The SABPP HR System Standards Model encompasses the four phases of all good quality management practice, that is, prepare, implement, review and improve. The three standards components are (1) HR-business alignment at the strategic level, (2) the functional and cross-functional HR value chain, as well as (3) measuring HR success. Within these three standards components, the 13 HR standards elements generated are as follows:
- Strategic HRM;
- Talent management;
- HR Risk Management;
- Workforce planning;
- Learning & Development;
- Performance management;
- Employment Relations Management;
- Organisation Development;
- HR Service Delivery;
- HR Technology;
- HR Measurement.
A total of 13 working groups were formed for senior HR professionals to generate the standards.
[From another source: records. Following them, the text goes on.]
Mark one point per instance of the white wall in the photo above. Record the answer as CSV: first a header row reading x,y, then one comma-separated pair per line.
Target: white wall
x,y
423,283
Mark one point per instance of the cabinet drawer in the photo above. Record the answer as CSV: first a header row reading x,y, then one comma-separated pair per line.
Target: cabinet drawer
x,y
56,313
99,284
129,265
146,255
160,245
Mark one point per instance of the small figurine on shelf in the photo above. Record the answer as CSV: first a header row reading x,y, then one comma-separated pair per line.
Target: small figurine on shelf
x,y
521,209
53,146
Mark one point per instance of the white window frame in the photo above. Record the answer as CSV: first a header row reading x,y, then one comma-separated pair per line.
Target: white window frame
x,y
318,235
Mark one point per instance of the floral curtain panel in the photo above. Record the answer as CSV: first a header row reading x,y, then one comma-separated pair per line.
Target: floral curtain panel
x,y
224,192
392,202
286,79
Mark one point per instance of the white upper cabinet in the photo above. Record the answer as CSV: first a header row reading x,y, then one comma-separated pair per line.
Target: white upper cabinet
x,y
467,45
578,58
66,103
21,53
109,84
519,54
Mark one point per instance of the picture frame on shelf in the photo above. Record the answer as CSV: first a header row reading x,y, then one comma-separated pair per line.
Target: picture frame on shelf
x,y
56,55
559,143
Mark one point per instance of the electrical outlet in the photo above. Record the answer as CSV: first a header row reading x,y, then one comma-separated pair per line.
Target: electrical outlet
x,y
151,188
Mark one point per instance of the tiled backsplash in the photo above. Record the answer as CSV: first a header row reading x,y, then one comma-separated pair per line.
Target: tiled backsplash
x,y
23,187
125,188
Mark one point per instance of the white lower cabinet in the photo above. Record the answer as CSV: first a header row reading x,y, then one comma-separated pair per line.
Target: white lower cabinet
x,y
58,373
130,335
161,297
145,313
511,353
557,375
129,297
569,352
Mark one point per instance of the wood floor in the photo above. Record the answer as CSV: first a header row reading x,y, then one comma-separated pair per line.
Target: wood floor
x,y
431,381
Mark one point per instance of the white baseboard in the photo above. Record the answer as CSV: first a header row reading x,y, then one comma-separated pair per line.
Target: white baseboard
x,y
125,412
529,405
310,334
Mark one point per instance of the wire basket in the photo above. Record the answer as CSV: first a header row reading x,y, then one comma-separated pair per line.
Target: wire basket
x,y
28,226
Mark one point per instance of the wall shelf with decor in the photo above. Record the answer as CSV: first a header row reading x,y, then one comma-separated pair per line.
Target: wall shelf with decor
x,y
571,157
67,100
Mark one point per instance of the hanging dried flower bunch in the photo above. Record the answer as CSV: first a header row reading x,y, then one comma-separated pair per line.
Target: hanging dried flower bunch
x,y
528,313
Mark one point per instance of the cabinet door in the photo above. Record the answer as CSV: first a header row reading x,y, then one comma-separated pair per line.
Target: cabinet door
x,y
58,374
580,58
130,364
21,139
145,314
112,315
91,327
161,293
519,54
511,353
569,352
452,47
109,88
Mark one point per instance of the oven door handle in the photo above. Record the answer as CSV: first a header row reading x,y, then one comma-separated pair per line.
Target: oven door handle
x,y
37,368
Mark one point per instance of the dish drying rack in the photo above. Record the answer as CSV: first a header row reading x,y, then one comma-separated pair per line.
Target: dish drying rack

They were assigned to develop the standard based on three components: a clear definition of what the standard element means, the objectives of the standard, as well as the implementation of the standard in practice.
An inclusive process was followed to involve as many stakeholders as possible. In addition to the hundred HR Directors, the following professional bodies collectively representing approximately 15 000 members participated in the working groups:
- SA Board for People Practices;
- South African Reward Association;
- Assessment Centre Study Group;
- Human Capital Institute (Africa);
- Southern African Organisation Development Association;
- International Society for Performance Improvement (South Africa chapter);
- Employee Assistance Professional Association of South Africa; and
- South African Professional Trainers Association.
As conveners of the initiative, SABPP and HR Future will continue to engage with the HR professional community over the next two months to finalise the first phase of the project. HR Directors and Managers are welcome to liaise with SABPP regarding the first draft of Standards and prepare for the first set of professional practice notes. On 20 and 21 August the profession will see the roll out of the national HR standards. As HR professionals, we owe it to our clients, and other stakeholders inside and outside our organisations to drive a framework for high quality HR work. SABPP and HR Future will drive this process and stay in close contact with the HR community to ensure it is supported with the necessary capacity-building when applying these standards in practice.
Already eleven universities have committed to developing their curricula based on the output of the National HR Standards Initiative. The next generation of HR talent will reap the rewards of these standards. SABPP CEO Marius Meyer expressed his gratitude to all participants and other interested parties for joining SABPP and HR Future on a journey towards HR excellence in South Africa.